The LIBRTI Programme
This work is part of LIBRTI (Lithium Breeding Research for Tritium Innovation), a strategic collaboration between UK Atomic Energy Authority and the University of Bristol, where IDOM provides multiphysics simulation and system design capabilities.
LIBRTI is key to the UK fusion programme and the development of STEP (Spherical Tokamak for Energy Production), which aims to be the first fusion reactor connected to the electricity grid.
This month, Alexandre Sureda presented as a key speaker at the LIBRTI progress meeting.

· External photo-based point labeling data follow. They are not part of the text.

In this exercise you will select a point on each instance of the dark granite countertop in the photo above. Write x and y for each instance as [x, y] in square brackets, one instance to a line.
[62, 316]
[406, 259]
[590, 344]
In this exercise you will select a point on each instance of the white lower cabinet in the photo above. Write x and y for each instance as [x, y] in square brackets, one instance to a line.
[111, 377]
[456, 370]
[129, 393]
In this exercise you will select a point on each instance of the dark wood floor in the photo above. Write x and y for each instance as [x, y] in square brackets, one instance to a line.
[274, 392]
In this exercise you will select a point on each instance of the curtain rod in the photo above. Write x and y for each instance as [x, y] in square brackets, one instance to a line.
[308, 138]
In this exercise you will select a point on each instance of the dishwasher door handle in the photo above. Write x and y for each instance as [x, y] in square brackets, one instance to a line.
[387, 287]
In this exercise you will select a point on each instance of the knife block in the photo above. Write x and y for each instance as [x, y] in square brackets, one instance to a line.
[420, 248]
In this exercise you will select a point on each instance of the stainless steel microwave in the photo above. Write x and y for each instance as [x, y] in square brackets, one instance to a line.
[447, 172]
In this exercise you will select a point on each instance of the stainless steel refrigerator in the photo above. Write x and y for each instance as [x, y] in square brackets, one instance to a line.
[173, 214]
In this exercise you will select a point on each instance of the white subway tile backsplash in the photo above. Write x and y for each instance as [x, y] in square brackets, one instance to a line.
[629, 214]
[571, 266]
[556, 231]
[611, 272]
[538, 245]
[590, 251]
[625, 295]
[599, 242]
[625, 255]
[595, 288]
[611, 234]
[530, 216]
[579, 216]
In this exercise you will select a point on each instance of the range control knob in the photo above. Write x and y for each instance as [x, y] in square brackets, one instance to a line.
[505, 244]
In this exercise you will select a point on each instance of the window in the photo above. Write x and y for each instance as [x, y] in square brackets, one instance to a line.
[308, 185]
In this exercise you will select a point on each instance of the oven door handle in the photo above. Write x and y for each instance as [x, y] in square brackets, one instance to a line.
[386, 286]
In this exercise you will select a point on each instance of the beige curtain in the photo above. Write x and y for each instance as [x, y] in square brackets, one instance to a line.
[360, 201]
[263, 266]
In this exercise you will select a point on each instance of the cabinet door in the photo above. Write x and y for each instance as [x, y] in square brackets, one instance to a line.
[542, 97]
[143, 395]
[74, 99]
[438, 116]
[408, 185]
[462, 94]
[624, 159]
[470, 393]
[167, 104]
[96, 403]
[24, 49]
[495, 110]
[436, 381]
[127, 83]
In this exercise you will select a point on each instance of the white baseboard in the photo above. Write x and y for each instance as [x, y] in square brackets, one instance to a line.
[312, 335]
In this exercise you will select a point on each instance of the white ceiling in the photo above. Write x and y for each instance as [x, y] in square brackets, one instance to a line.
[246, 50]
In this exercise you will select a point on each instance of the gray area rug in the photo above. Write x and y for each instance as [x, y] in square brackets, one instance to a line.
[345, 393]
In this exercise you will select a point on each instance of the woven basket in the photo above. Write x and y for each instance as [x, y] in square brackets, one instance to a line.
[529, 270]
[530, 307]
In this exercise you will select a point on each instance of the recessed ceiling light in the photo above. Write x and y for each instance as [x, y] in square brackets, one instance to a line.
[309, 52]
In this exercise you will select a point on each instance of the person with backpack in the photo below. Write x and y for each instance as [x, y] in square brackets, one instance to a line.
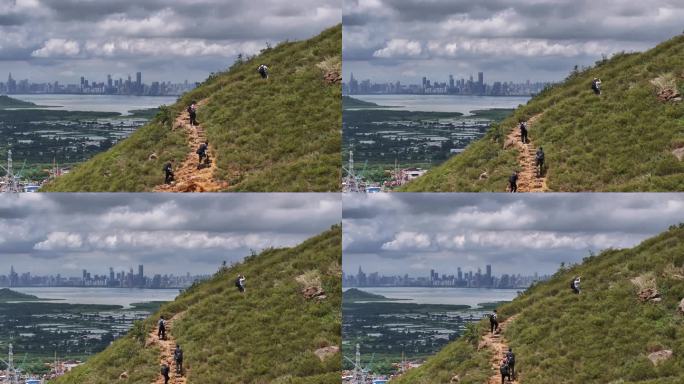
[574, 284]
[513, 182]
[523, 132]
[162, 329]
[505, 370]
[165, 373]
[263, 71]
[192, 112]
[493, 321]
[240, 283]
[202, 152]
[178, 358]
[510, 358]
[539, 159]
[168, 171]
[596, 86]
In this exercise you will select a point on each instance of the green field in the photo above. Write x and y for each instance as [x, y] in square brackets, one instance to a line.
[267, 335]
[280, 134]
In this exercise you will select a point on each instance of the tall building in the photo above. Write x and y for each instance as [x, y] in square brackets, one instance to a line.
[138, 82]
[480, 83]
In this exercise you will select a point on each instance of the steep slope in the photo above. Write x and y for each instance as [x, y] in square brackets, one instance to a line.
[628, 139]
[606, 334]
[281, 134]
[270, 334]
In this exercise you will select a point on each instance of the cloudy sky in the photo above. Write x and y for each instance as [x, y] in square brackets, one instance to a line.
[165, 39]
[168, 233]
[507, 39]
[412, 233]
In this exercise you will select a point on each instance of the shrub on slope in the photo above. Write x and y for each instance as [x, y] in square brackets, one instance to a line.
[621, 141]
[603, 335]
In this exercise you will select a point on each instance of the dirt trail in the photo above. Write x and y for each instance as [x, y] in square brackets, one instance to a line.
[187, 177]
[166, 348]
[498, 345]
[527, 174]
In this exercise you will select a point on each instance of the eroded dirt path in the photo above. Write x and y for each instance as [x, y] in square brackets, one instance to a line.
[498, 345]
[527, 174]
[188, 178]
[166, 348]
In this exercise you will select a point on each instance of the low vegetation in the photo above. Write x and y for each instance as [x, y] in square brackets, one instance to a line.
[267, 335]
[280, 134]
[603, 335]
[9, 102]
[621, 141]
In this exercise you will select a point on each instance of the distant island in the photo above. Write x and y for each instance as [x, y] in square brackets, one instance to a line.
[7, 294]
[354, 295]
[8, 102]
[350, 102]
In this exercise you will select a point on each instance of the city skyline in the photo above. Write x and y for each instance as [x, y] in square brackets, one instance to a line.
[413, 233]
[110, 279]
[453, 85]
[400, 40]
[109, 86]
[66, 233]
[58, 40]
[460, 279]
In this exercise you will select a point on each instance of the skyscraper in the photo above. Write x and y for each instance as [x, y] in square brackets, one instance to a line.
[480, 82]
[138, 82]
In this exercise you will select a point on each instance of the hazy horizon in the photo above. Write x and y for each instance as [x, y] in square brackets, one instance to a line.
[168, 233]
[387, 40]
[412, 233]
[173, 40]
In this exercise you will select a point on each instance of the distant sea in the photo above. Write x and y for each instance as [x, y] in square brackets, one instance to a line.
[103, 296]
[98, 103]
[453, 296]
[444, 103]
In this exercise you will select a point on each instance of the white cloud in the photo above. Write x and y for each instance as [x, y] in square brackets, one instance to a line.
[58, 48]
[60, 241]
[408, 241]
[397, 48]
[163, 23]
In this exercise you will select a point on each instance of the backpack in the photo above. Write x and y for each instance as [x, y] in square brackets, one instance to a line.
[511, 357]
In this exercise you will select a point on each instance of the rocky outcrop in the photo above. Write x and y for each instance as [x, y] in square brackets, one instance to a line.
[660, 356]
[325, 352]
[649, 294]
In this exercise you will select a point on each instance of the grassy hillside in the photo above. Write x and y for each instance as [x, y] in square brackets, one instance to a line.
[281, 134]
[620, 141]
[268, 335]
[603, 335]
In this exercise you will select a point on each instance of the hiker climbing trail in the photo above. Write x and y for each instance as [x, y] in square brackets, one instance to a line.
[166, 348]
[527, 175]
[188, 178]
[498, 346]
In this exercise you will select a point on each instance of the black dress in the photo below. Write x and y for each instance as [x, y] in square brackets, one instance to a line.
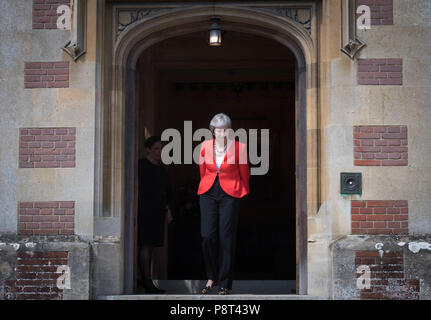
[154, 192]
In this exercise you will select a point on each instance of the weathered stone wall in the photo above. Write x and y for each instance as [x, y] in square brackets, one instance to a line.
[38, 267]
[397, 267]
[387, 84]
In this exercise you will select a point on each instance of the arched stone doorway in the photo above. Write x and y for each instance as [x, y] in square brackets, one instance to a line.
[120, 175]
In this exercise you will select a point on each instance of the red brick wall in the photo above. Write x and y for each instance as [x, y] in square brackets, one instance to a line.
[46, 218]
[47, 147]
[380, 145]
[36, 276]
[382, 11]
[387, 276]
[46, 74]
[379, 216]
[45, 13]
[380, 71]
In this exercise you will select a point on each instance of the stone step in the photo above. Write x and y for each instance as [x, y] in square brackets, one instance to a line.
[211, 297]
[241, 289]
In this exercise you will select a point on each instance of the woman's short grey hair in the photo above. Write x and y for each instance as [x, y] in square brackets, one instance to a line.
[220, 120]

He shared our progress on the LIBRTI project at UK Atomic Energy Authority with world leading experts in tritium breeding, blanket technology, and fusion reactor design.
During the event, Juan Diego Iberico and Fernando Scarafia presented their posters: “Data-Driven Surrogate Models for Multiphysics Tritium Breeding Blanket Performance Prediction” and “Open-source thermal-hydraulic assessment of the HCPB breeder blanket“, which also showcased the progress made on the project. The event was also attended by Eduard Llinás and Alya Jasmine.
Sharing our methodology with this international community of specialists reinforces the value of collaborative research in tackling fusion’s greatest challenges.
IDOM at Culham Science Centre
From our office at Culham Science Centre, the heart of UK fusion research and home to JET (the world’s largest tokamak), our team works side by side with UKAEA and leading players in the sector. Being here allows us to participate directly in Europe’s most advanced fusion ecosystem.
Proud to contribute to one of the greatest technological challenges of our generation. Fusion is not science fiction. It is engineering, and it is happening now.